Une nourriture très substantielle, mais régulière, est la seule chose nécessaire aux écrivains féconds. L’inspiration est décidément la sœur du travail journalier.
5. Se faire mousser
La France est la patrie de la littérature ; et la littérature, n’en déplaise aux romanciers du dix-neuvième, c’est d’abord et avant tout la poésie. La poésie, en littérature, est ce qui distingue l’art du divertissement. Aussi, pour être considéré comme un véritable artiste, un jeune auteur se doit d’écrire de la poésie. L’ambitieux Lucien de Rubempré, dans les Illusions perdues, ne commence-t-il pas sa carrière par un recueil de poèmes ?
Je défie les envieux de me citer de bons vers qui aient ruiné un éditeur.
Au point de vue moral, la poésie établit une telle démarcation entre les esprits du premier ordre et ceux du second, que le public le plus bourgeois n’échappe pas à cette influence despotique. Je connais des gens qui ne lisent les feuilletons souvent médiocres de Théophile Gautier que parce qu’il a fait La Comédie de la Mort ; sans doute ils ne sentent pas toutes les grâces de cette œuvre, mais ils savent qu’il est poète.
Baudelaire est le poète français – et maudit – par excellence, aussi son avis en la matière n’est-il pas surprenant. Gustave Flaubert donnera le même conseil que son ami à son disciple Maupassant ; le résultat, hélas, sera bien peu satisfaisant : qui connaît aujourd’hui les poésies de l’auteur de Bel-Ami ?

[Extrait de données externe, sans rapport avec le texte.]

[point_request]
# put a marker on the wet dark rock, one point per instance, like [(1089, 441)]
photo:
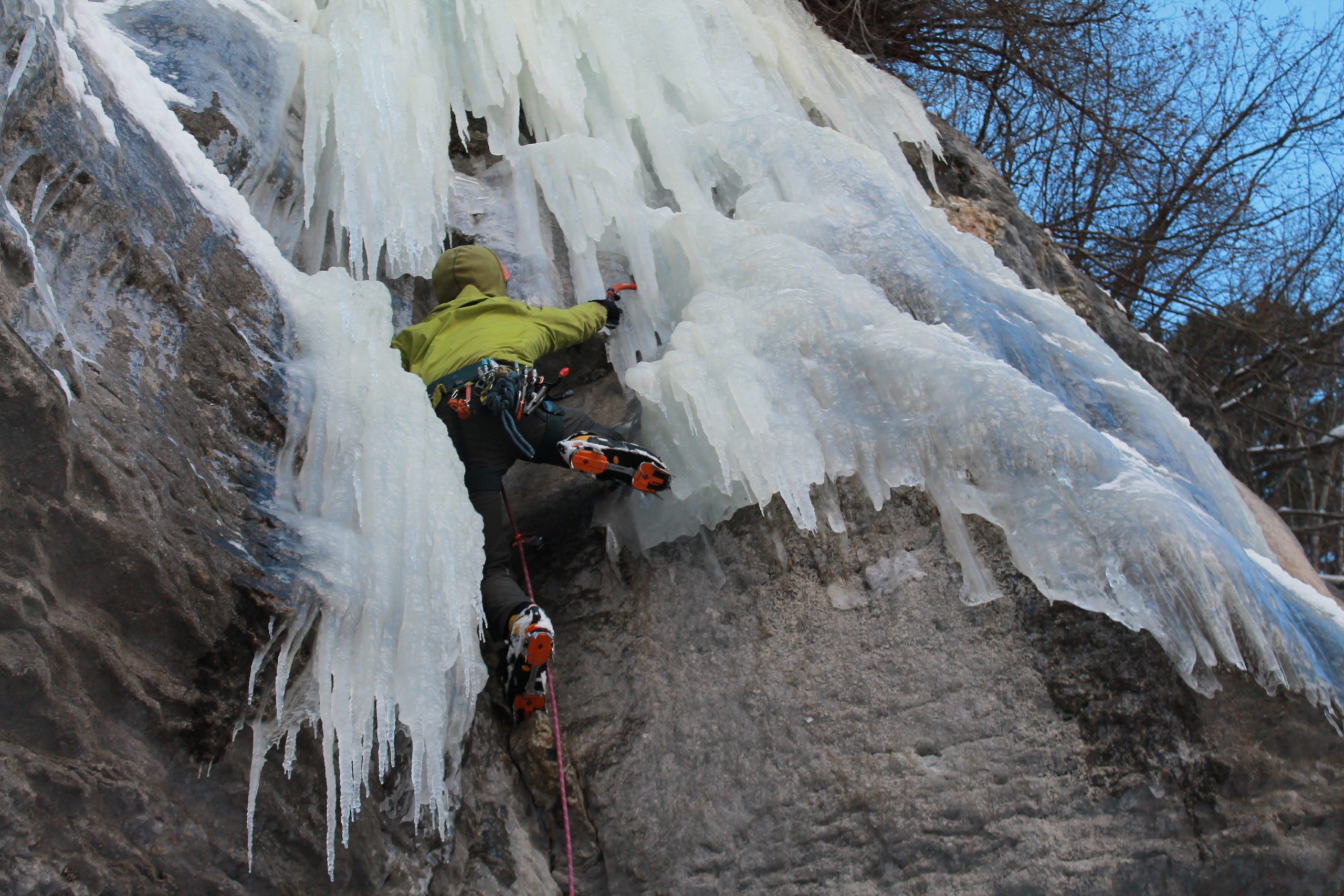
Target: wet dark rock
[(728, 727)]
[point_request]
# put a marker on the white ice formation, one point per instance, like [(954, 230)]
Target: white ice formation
[(392, 574), (804, 315)]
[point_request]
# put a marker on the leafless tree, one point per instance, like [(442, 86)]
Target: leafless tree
[(1193, 166)]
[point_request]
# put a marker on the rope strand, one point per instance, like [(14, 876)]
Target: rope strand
[(550, 698)]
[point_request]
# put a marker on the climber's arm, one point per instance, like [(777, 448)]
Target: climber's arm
[(563, 327), (406, 344)]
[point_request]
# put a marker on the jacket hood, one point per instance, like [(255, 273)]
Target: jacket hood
[(467, 267)]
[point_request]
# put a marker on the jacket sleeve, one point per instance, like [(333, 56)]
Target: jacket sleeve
[(404, 343), (563, 327)]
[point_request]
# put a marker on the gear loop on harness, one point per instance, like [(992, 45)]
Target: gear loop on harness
[(510, 394)]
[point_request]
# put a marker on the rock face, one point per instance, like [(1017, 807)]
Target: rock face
[(753, 710)]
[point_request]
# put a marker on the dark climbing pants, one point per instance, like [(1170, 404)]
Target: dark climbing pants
[(487, 452)]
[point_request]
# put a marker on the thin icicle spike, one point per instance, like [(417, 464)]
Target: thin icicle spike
[(804, 315)]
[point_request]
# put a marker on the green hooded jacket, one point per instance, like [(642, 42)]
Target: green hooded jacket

6. N’abuser ni des dettes ni des maîtresses
Les dettes et les maîtresses furent les deux grands travers de Baudelaire ; il abusa des unes autant que des autres. Son avis ne diffère pas tellement sur ces deux questions – chat échaudé craint l’eau froide, le poète semble avoir tiré des leçons de ses mauvaises expériences en la matière.
Au sujet des créanciers, son avis est tranché.
N’ayez jamais de créanciers ; faites, si vous voulez, semblant d’en avoir, c’est tout ce que je puis vous passer.
Et au sujet des maîtresses son avis, quoiqu’un peu plus mitigé, est tout aussi définitif.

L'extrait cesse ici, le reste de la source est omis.